You can get it here!

For some background: I wrote this adventure in just over 2 days. That's from jokey start to final layout and everything. (There were a few extra hours when I woke up, realized my Table of Contents wasn't right, and had to re-upload it in there, too.)

Here's how it got started.

Around Paizo, we joke with each other a lot. This hasn't stopped now that we're all working remotely; it just happens over our work chat where everyone can see it. One of my fellow developers innocently asked whether we'd updated the stats for skum (evil aquatic humanoids who call themselves ulat-kiki) in Pathfinder Second Edition. Some of us pointed him to the entry for "Alghollthu," the larger family where these stats now appear. One of his players jumped in by pointing out they now knew what they'd be fighting in that night's game!

I responded by pointing out that creatures formerly called saxras had also been renamed, and they were called skulltakers now. 

See, that's funny because skum are level 2 creatures and skulltakers are level 18 creatures, way to powerful for his group to handle. That's what passes for humor among us, I suppose. Plus, I'm well aware that any time you have to start a sentence with "see, that's funny because..." then it is not, in fact, funny.

At that point, Lyz Liddell (she's great! see lyzliddell.com) responded in with the comment "I would love to see this adventure in which a skulltaker is a reasonable substitution for a skum." And since I'd been goofing off with James Case's tool about leveling up or leveling down monsters (explained in an earlier blog), I realized I could probably scale back a skulltaker to level 2. I even thought about a story where that would make sense; a dormant skulltaker is awoken by a clan of skum, but the skulltaker kills them all and takes over. Probably menacing a seaside town, since skum have "menace a seaside town" as their core competency. 

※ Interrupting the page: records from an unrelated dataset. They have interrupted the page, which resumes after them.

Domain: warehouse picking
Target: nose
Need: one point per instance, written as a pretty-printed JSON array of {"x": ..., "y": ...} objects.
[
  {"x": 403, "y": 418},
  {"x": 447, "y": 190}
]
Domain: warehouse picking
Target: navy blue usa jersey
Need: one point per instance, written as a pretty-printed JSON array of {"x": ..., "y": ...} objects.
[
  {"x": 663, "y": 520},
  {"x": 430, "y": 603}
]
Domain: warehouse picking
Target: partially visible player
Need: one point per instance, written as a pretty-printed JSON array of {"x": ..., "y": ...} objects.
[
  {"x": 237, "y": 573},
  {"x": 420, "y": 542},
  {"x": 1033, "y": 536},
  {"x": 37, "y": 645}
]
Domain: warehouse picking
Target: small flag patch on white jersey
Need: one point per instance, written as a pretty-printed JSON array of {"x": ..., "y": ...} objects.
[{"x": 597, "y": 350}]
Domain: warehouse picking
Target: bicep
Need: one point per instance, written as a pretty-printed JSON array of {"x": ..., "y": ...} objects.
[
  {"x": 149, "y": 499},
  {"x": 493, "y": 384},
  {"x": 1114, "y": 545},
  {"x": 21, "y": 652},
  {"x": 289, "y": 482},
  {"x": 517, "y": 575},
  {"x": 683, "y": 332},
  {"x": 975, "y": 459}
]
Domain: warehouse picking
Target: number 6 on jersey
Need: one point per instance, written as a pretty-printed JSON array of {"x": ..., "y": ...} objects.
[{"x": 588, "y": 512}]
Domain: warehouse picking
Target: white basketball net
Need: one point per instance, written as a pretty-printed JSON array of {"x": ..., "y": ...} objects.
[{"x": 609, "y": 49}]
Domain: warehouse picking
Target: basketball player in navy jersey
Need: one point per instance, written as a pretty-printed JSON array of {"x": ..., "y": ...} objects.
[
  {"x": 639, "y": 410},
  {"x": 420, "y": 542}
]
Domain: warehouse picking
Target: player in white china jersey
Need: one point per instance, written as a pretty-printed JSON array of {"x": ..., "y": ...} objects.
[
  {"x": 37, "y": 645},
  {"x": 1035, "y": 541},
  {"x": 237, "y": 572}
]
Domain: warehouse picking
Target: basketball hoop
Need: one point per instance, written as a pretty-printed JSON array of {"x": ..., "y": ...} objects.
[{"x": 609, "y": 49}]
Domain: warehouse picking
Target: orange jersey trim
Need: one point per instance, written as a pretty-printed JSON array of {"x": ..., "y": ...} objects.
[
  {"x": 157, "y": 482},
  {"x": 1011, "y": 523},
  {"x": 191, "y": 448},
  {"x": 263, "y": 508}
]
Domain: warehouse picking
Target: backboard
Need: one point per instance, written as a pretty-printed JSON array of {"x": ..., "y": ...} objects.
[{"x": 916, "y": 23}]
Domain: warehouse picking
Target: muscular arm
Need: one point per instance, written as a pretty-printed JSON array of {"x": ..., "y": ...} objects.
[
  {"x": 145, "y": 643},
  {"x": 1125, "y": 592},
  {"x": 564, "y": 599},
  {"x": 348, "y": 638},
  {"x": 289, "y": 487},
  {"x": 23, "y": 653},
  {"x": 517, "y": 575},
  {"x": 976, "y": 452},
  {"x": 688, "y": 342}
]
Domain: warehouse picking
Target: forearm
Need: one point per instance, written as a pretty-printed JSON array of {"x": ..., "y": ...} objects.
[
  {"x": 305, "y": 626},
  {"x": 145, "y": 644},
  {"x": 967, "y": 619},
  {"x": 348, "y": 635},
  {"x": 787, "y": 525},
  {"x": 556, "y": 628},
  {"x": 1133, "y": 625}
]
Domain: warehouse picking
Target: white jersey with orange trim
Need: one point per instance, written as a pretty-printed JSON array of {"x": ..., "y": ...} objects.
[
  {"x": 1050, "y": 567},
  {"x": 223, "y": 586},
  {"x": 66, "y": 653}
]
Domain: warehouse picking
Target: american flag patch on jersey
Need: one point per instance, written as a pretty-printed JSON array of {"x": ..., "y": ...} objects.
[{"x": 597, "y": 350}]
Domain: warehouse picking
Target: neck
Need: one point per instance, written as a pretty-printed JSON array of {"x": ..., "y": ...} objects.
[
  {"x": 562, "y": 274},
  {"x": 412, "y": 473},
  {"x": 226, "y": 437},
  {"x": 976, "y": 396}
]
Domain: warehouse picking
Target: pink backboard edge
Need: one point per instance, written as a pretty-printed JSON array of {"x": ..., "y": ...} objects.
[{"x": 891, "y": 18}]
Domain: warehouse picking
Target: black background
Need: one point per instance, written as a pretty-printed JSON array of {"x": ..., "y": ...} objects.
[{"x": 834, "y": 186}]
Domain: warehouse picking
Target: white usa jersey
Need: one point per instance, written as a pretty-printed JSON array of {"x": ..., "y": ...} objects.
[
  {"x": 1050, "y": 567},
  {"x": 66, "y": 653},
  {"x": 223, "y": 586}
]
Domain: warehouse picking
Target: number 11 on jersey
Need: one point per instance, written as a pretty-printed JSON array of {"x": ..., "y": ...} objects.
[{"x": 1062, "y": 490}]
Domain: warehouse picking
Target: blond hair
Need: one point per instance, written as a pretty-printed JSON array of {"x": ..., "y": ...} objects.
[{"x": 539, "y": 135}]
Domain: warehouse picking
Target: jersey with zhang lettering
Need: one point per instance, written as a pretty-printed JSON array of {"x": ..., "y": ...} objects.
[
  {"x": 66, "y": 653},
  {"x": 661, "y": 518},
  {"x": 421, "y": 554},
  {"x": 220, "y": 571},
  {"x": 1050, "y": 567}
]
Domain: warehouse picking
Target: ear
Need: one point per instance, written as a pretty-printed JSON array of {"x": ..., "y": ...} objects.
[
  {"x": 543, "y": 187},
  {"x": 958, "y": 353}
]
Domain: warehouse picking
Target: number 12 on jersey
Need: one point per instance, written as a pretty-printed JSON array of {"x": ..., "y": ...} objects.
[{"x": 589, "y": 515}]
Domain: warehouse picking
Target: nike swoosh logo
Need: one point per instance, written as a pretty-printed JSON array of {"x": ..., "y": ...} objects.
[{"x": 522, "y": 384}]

Anyway, from there it was a really inspiring two-and-a-bit days, where I stayed up far too late each evening to write, revise, layout, and so on. I even convinced my wonderful wife to give the whole thing a fast editorial pass, when she clearly thought I had absolutely no need to be rushing this.

And now it's available, thanks to the quick response time of my friend Owen at Rogue Genius Games, who's releasing and promoting all my Run Amok Games work these days.

So, what's next? I think I want to make two different versions of this adventure: one for Pathfinder First Edition, to see how that sells, and another like my recent "The Duskwalker's Due," in which it works as a solo adventure. I think "Night of the Skulltaker" would work just fine for our hero Tarklo Dirge to tackle. Look for those soon!